AB 2656 (Corbett) will provide greater accountability for arbitration provider organizations by requiring them to plainly disclose to the public information such as the number of arbitrations handled for a particular business and the outcome of those arbitrations. Consumers deserve to know how many other cases a private judging company such as the American Arbitration Association has handled for a particular business, such as a bank, and whether the business or the consumer won most of those cases.

Public disclosure of arbitration results is particularly important because of the risk that a business which is a “repeat player” in arbitration might receive more favorable treatment in the arbitration than an individual consumer who may only have one arbitration with a private judging company. This might occur as a result of the manner in which the arbitration procedure is structured.

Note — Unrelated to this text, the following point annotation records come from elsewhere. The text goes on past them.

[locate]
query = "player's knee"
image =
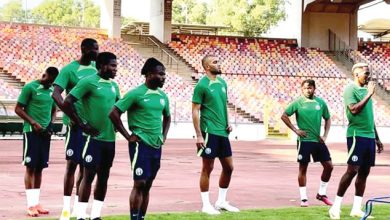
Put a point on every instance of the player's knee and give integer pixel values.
(228, 170)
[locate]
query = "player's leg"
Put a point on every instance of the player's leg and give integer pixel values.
(90, 162)
(353, 167)
(304, 152)
(368, 146)
(103, 173)
(208, 157)
(30, 157)
(74, 144)
(322, 154)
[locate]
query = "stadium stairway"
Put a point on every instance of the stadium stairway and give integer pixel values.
(345, 65)
(149, 46)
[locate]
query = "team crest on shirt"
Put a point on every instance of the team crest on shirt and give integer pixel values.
(88, 159)
(69, 152)
(139, 171)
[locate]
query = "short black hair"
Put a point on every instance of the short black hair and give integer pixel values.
(149, 65)
(310, 82)
(52, 71)
(104, 58)
(88, 42)
(205, 59)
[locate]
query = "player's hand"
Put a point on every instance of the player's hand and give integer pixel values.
(133, 138)
(200, 143)
(229, 128)
(371, 87)
(379, 146)
(89, 130)
(37, 127)
(301, 133)
(322, 139)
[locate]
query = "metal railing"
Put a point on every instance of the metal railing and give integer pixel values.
(164, 55)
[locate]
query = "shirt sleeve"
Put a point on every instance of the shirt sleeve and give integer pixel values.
(25, 95)
(62, 79)
(81, 89)
(166, 111)
(291, 108)
(197, 98)
(349, 96)
(325, 112)
(126, 102)
(118, 92)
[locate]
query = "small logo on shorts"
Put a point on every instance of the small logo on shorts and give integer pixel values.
(88, 159)
(139, 171)
(69, 152)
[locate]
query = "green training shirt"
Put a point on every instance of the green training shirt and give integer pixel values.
(38, 104)
(361, 124)
(69, 76)
(212, 96)
(309, 113)
(144, 108)
(98, 96)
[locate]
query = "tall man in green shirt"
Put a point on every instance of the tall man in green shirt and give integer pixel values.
(309, 111)
(361, 139)
(38, 111)
(69, 76)
(98, 94)
(145, 105)
(212, 130)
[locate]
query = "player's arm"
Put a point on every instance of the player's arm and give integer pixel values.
(326, 130)
(196, 122)
(115, 117)
(356, 108)
(20, 111)
(70, 109)
(57, 97)
(166, 125)
(287, 121)
(378, 141)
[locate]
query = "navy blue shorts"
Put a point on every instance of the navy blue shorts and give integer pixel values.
(36, 150)
(361, 151)
(97, 153)
(318, 151)
(216, 146)
(145, 160)
(74, 144)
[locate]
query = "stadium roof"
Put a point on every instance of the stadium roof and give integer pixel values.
(379, 28)
(334, 6)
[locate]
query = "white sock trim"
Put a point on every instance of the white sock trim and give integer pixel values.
(96, 208)
(322, 188)
(302, 192)
(205, 198)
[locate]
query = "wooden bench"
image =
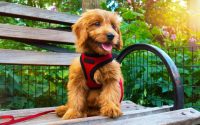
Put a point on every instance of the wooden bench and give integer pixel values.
(49, 38)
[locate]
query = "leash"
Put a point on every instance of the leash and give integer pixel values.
(13, 120)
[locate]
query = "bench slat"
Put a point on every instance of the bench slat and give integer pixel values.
(187, 116)
(35, 58)
(21, 11)
(35, 34)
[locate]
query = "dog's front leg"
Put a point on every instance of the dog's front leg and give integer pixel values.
(110, 99)
(76, 99)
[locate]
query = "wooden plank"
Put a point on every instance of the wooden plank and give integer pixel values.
(51, 117)
(35, 58)
(187, 116)
(35, 34)
(21, 11)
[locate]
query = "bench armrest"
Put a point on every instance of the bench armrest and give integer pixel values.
(170, 65)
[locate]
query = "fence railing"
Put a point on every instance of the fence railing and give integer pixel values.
(146, 81)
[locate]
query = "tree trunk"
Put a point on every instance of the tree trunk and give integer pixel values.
(91, 4)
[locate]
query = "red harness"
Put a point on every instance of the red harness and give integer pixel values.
(90, 63)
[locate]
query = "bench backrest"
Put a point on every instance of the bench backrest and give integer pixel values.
(40, 37)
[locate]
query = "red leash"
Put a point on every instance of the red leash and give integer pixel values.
(13, 120)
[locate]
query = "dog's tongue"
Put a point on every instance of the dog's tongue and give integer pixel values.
(106, 46)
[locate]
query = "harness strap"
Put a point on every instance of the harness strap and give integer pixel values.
(13, 120)
(90, 63)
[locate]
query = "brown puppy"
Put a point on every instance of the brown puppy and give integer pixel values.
(97, 32)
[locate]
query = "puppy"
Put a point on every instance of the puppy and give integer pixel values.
(95, 85)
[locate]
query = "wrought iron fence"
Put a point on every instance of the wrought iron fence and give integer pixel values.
(146, 81)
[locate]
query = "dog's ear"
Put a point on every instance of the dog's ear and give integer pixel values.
(79, 28)
(120, 42)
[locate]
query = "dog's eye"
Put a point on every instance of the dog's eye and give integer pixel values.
(97, 24)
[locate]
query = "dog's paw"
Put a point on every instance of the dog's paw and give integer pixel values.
(72, 114)
(61, 110)
(111, 111)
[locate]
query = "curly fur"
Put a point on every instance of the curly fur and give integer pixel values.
(91, 31)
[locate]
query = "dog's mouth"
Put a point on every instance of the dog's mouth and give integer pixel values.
(106, 46)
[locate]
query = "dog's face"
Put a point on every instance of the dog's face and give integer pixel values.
(97, 31)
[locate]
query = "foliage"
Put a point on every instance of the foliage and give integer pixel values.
(32, 86)
(147, 82)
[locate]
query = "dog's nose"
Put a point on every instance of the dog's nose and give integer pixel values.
(110, 36)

AB 3029 (Steinberg) further addresses the “repeat player” issue, by allowing a consumer to choose a different private judging company than the one which the business pre-selected in the form contract. This choice should combine with the greater available information provided by AB 2656 to give consumers a chance to avoid those private judging companies with the most lopsided records of poor outcomes for consumers in the arbitrations administered by those private judging companies.

AB 3029 will prohibit arbitration providers from administering arbitrations for companies with which they have other business relationships, such as consulting. The Enron accounting scandal has shown us that multiple business relationships can compromise institutional independence and integrity. Arbitration provider organizations receive contracts to provide consulting services to the very same entities for which they are administering a dispute, which is a conflict of interest. This bill also contains an important rule against types of marketing by private judging companies which imply favoritism for one party, type of party, or industry.

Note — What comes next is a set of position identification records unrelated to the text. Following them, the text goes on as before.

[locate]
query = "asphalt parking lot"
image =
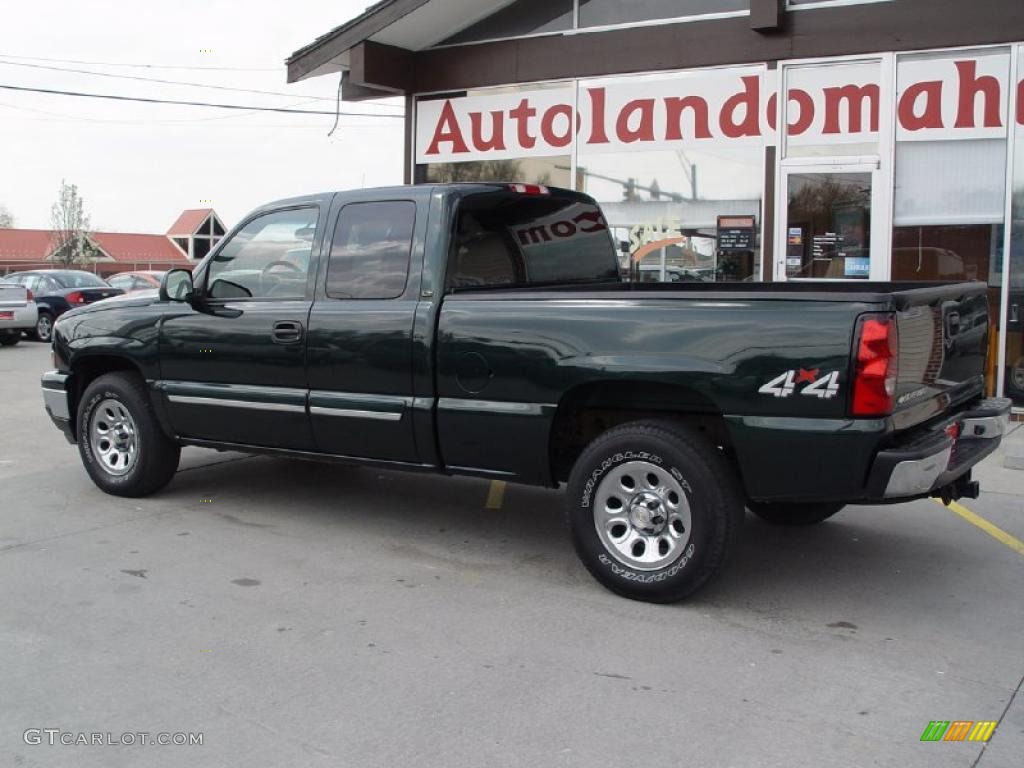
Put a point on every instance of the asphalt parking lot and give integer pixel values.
(304, 614)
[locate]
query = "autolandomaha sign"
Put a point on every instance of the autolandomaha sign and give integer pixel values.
(953, 97)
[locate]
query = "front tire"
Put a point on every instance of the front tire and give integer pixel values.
(44, 328)
(122, 445)
(654, 510)
(782, 513)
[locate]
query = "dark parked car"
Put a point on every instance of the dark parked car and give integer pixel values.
(483, 330)
(56, 291)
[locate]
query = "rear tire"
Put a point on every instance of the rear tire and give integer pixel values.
(654, 510)
(783, 513)
(122, 445)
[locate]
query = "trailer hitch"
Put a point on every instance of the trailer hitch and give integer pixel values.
(962, 487)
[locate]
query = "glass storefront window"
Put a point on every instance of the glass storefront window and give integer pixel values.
(828, 225)
(602, 12)
(665, 207)
(949, 197)
(833, 110)
(550, 171)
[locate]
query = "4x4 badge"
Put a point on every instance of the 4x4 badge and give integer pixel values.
(785, 384)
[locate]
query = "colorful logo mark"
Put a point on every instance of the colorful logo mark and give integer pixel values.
(958, 730)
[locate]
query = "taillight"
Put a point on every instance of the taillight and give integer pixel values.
(875, 368)
(529, 188)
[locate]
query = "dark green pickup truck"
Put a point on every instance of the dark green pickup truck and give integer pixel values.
(483, 330)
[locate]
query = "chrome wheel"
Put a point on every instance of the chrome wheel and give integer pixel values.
(642, 515)
(113, 437)
(44, 327)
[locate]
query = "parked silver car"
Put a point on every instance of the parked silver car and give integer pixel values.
(17, 312)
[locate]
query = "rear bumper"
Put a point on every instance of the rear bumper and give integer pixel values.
(57, 402)
(932, 461)
(23, 317)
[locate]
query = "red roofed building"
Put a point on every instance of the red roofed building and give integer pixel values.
(190, 238)
(196, 231)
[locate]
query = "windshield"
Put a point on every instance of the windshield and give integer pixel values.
(79, 280)
(509, 240)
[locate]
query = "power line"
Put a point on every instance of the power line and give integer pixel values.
(56, 116)
(194, 103)
(160, 80)
(143, 66)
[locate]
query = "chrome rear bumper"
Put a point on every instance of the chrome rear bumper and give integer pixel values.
(940, 455)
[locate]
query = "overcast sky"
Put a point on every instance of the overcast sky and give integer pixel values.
(137, 165)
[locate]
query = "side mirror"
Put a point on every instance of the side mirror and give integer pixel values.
(176, 286)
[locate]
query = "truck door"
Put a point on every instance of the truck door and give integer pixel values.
(359, 348)
(232, 369)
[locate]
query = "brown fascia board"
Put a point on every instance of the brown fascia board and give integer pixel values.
(354, 92)
(765, 14)
(333, 44)
(382, 67)
(845, 30)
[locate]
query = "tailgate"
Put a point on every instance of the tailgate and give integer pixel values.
(943, 342)
(12, 296)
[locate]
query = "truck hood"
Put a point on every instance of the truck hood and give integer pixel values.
(139, 298)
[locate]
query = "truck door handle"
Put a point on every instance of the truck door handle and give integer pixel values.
(287, 332)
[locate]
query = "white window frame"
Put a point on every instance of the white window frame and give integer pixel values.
(828, 4)
(883, 164)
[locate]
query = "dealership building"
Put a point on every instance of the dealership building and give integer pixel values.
(730, 139)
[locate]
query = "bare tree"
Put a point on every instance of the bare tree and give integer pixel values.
(70, 226)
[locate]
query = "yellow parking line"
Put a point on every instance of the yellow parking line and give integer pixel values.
(496, 495)
(993, 530)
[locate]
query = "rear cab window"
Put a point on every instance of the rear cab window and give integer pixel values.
(370, 250)
(513, 240)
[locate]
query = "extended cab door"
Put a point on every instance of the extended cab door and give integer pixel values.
(360, 331)
(232, 368)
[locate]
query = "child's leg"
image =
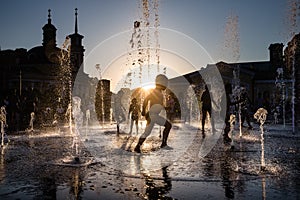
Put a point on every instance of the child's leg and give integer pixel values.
(137, 126)
(148, 129)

AB 2574 (Harman) addresses another important conflict of interest issue, financial entanglements between private judging companies and the companies whose disputes they administer. This was the subject of extensive scrutiny by the San Francisco Chronicle in its three part series, Private Justice, October 7-9, 2001. As long as the law permits consumers to be relegated to a private system of justice, these restrictions are needed to remove financial conflicts of interest likely to tilt that system against consumers.

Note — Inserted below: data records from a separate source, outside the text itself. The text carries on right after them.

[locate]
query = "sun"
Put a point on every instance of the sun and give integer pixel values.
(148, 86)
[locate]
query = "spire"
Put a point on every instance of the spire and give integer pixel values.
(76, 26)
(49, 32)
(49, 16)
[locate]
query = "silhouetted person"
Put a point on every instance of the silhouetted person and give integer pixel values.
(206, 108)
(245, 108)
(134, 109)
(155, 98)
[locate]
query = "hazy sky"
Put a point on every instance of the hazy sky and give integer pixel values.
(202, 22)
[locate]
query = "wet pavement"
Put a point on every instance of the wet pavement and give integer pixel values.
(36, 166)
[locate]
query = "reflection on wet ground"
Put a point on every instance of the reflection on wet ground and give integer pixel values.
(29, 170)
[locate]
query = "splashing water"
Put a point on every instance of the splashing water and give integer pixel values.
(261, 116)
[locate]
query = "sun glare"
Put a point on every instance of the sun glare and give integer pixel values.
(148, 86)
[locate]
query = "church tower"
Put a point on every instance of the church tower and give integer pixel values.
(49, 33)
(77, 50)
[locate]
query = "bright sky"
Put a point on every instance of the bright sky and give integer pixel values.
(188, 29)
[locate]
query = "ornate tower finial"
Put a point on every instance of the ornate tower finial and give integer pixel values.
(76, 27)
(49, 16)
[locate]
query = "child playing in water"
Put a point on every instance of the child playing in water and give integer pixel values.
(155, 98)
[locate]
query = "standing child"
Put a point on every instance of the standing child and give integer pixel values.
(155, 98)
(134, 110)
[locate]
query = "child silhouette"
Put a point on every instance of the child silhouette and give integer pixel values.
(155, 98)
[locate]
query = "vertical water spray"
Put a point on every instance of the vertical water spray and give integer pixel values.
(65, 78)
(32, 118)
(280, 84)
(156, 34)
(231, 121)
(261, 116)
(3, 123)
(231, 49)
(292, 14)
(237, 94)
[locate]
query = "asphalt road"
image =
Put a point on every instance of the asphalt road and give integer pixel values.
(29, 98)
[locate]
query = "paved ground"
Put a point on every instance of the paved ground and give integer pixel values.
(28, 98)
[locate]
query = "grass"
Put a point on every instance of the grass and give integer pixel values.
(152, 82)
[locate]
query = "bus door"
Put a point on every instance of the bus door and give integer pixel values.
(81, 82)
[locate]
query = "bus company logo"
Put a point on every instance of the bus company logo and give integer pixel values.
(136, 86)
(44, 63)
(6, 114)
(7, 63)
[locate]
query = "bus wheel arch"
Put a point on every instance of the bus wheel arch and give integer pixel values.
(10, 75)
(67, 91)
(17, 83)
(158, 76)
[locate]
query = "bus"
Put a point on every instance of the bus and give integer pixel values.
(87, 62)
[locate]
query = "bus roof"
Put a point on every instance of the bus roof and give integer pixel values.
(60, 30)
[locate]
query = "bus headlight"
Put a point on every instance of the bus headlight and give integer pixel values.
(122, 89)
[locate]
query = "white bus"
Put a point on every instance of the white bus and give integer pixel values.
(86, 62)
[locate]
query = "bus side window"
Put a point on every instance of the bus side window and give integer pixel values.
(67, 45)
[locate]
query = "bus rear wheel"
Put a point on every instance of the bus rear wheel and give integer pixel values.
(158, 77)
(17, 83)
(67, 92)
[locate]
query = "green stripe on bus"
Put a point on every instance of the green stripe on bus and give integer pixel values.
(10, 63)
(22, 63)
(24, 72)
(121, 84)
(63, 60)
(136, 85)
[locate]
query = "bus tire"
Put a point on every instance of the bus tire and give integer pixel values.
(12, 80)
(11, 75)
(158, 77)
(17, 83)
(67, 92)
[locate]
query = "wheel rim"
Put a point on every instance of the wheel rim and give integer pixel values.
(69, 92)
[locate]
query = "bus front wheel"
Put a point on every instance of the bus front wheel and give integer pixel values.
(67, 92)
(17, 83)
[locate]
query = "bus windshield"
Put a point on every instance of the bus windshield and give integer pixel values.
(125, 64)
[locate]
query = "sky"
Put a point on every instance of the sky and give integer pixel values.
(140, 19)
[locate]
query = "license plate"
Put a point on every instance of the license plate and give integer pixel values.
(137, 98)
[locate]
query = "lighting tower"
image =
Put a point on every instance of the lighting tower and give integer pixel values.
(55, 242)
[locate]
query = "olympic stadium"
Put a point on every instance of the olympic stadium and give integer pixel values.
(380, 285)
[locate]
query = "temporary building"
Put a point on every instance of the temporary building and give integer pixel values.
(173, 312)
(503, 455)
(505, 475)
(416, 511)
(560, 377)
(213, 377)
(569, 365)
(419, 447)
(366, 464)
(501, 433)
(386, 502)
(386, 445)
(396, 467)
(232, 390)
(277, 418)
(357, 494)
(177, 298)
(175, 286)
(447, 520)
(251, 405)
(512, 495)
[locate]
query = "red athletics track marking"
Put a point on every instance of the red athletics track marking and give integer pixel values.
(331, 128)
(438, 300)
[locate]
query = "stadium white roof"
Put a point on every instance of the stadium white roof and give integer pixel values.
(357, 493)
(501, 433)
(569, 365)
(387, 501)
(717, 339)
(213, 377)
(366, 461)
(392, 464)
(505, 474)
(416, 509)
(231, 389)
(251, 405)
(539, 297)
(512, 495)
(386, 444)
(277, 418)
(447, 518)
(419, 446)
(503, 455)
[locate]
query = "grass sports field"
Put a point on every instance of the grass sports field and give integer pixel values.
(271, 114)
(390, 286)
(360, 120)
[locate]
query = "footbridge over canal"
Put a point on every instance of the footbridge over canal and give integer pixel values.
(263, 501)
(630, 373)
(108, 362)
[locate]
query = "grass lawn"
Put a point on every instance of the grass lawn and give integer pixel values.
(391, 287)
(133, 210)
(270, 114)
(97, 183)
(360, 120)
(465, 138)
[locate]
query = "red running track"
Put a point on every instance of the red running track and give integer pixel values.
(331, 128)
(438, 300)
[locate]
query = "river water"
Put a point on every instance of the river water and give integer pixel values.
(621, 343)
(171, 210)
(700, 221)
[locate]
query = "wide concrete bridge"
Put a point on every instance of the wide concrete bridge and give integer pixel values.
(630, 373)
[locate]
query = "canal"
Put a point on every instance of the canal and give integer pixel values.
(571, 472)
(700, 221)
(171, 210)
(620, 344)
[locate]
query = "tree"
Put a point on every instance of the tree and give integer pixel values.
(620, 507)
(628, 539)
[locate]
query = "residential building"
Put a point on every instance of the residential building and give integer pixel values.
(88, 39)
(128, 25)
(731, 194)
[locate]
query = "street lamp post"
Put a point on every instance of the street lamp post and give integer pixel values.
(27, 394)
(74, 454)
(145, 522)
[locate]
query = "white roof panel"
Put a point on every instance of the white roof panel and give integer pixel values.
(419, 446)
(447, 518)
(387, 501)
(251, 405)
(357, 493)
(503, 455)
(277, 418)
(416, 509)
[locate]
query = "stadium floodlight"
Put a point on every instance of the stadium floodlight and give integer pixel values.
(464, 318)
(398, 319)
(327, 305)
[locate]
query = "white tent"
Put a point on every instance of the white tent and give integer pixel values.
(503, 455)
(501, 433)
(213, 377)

AB 3030 (Corbett) clarifies that private judging companies cannot use their contracts to immunized themselves from the legal consequences of their actions in consumer arbitrations. At least one major arbitration provider has an immunity clause in its contract.

AB 2504 (Jackson), partially addresses the movement of judges directly from public judging to private judging. This issue was discussed last year in the San Francisco Chronicle. R. Holding, Judge’s Action Casts Shadow on Court’s Integrity; Lure of High-paying Jobs as Arbitrations May Compromise Impartiality, S. F. Chronicle, Oct. 9, 2001, p. A13.

AB 2915 (Wayne) is also part of this package, but it is on a different schedule, as Assembly Member Wayne has not yet presented it for consideration in Policy Committee. That bill addresses some elements of the cost of consumer arbitrations.

This group of bills is carefully crafted to reach only consumer arbitrations. These bills do not affect business to business arbitrations. Where arbitration takes the place of the court system for consumers, these rules add essential openness and accountability, and they take steps toward improved fairness and affordability.